Youth culture today is cynical about love. And that cynicism has come from their pervasive feeling that love cannot be found. Expressing this concern in When All You've Ever Wanted Isn't Enough, Harold Kushner writes: "I am afraid that we may be raising a generation of young people who will grow up afraid to love, afraid to give themselves completely to another person, because they will have seen how much it hurts to take the risk of loving and have it not work out. I am afraid that they will grow up looking for intimacy without risk, for pleasure without significant emotional investment. They will be so fearful of the pain of disappointment that they will forgo the possibilities of love and joy." Young people are cynical about love.
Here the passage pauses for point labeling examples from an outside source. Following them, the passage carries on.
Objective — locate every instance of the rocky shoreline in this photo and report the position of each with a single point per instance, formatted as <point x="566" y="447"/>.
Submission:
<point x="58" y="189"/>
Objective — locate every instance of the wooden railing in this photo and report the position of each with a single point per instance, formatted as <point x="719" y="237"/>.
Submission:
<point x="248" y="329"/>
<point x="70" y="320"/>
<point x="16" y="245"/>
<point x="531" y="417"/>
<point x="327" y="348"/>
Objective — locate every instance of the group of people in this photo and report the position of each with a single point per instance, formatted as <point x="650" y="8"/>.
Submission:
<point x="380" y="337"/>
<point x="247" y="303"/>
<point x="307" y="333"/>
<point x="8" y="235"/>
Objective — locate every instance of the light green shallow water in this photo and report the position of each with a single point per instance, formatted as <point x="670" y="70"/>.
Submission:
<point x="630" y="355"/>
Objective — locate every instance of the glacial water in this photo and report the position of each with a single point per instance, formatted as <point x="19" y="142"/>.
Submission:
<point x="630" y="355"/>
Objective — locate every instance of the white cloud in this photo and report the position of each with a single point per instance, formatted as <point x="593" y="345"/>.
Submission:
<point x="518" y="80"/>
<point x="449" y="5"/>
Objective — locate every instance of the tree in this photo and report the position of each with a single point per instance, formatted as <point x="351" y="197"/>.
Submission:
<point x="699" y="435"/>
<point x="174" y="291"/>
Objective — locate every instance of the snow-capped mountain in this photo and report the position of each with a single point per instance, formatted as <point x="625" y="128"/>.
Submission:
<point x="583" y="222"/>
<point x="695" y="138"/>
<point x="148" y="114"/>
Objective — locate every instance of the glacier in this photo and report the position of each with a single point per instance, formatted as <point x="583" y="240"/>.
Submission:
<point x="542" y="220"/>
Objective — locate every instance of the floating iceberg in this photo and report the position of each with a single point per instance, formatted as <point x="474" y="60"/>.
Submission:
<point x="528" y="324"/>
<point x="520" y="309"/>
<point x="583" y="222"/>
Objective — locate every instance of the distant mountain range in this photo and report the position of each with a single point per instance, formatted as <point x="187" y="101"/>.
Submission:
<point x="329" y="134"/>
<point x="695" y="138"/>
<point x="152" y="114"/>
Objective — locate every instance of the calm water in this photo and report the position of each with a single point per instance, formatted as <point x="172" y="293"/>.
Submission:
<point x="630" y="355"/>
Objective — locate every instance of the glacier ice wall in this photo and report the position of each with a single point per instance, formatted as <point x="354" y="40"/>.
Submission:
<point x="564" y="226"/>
Ultimately, cynicism is the great mask of the disappointed and betrayed heart.And, you know...it's true. What's fascinating about hooks' words to me are how undeniable they are. In reading All About Love, I'm discovering how to acknowledge and accept how much I myself have rejected the concept of love based on what society has created of love. In understanding this, I'm understanding something new about myself as well: I'm understanding that the cynicism I'd come to accept as fact are the product of a guarded heart--guarded to the idea of love because it was often equated in my mind with hurt or disappointment.
Anyways. This could either get really personally and sappy or really distant and emo. I think I'll just leave it as is. Every time I pick up All About Love to read, even if it's just a page or two in a week, I feel this heavy shadow lifted off my shoulders. For just a moment, love and hope are returned to my heart and I think the strength of the person who shared this book with me is also sharing with me her heart, despite how broken she feels as well. That inspires and moves me to overcome any darkness.